Compare this with what we have done at Playfish. We went no users to around eighty million copies of our games distributed. The only thing we did in terms of marketing is send the first game to a hundred of our friends in December 2007.

Most of the people who played these games have never even played Pac Man. They are non-gamers. They are grandmothers playing with their grandsons and teenagers playing amongst themselves and professionals playing against their colleagues at the office.

We have a lot of users, and the funny thing is we know those people spend a lot of time on our games and yet most of them say they don’t play games.

That’s usually what casual gamers say; they’re not ‘playing games’, according to them. They’re actually playing with their friends. The same way they do when they have an evening playing Monopoly.

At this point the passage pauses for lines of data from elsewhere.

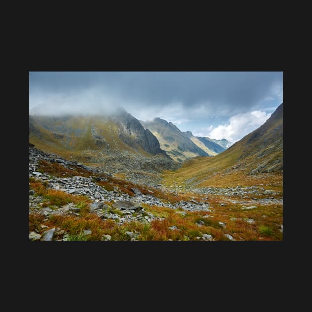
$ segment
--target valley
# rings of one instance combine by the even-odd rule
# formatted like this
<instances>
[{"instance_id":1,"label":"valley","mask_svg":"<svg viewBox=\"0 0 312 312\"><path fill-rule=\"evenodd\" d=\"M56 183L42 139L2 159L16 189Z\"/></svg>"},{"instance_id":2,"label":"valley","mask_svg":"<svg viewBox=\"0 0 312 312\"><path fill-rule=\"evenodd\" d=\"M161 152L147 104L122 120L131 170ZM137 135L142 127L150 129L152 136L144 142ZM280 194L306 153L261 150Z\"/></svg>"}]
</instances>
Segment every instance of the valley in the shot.
<instances>
[{"instance_id":1,"label":"valley","mask_svg":"<svg viewBox=\"0 0 312 312\"><path fill-rule=\"evenodd\" d=\"M74 146L52 125L32 122L30 240L283 239L282 104L225 151L183 163L157 153L161 144L151 144L149 134L148 144L137 132L131 137L130 126L109 142L104 125L95 139L82 131ZM88 122L91 129L99 121ZM143 137L146 130L134 128ZM58 137L49 141L52 129ZM92 146L95 140L103 144ZM116 145L108 149L104 143Z\"/></svg>"}]
</instances>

You don’t really recall the evening by the monopoly highlights; who bought what property when. You recall the evening because you were all having a drink around the board game and chatting and having a good time together.

That’s why board games are very good because when you think about it, what’s Monopoly but just a piece of paper or cardboard in a box, right? So there’s not much technology to it but yet it’s there after all these years you don’t need to market the game so much, you don’t need a certain message to push aggressively to tell people about the game, you just need to put the game in the hands of people and they will encourage each other to play the game.

My point is that when you turn to social network distribution your audience goes from the real world to a capped number of people on online social networks.
That’s absolutely true, let’s talk about that for one second.

There was, what, about 150 million PS2s sold? Facebook alone has announced two hundred million users, and that’s not install-base, that’s mostly active users.

So you’re right, there is a cap, but you know…


The cap is so high.

Exactly.

You mentioned Grand Theft Auto IV; that game had massive murals and giant posters spread across places like Manhattan. My point about social network games is that they, by nature, cannot penetrate the conscience of non-gamers the way a building-sized poster can. So is there an issue with expanding the audience if games remain seated in social networks?
That’s partially true, but if you to put the social network userbase together our posters are less tangible, but they are very much bigger.

If you go to our Playfish forums and look at how many posts there are, you’ll see something like five million posts every month. Try to get five million letters sent to Rockstar, it just doesn’t happen.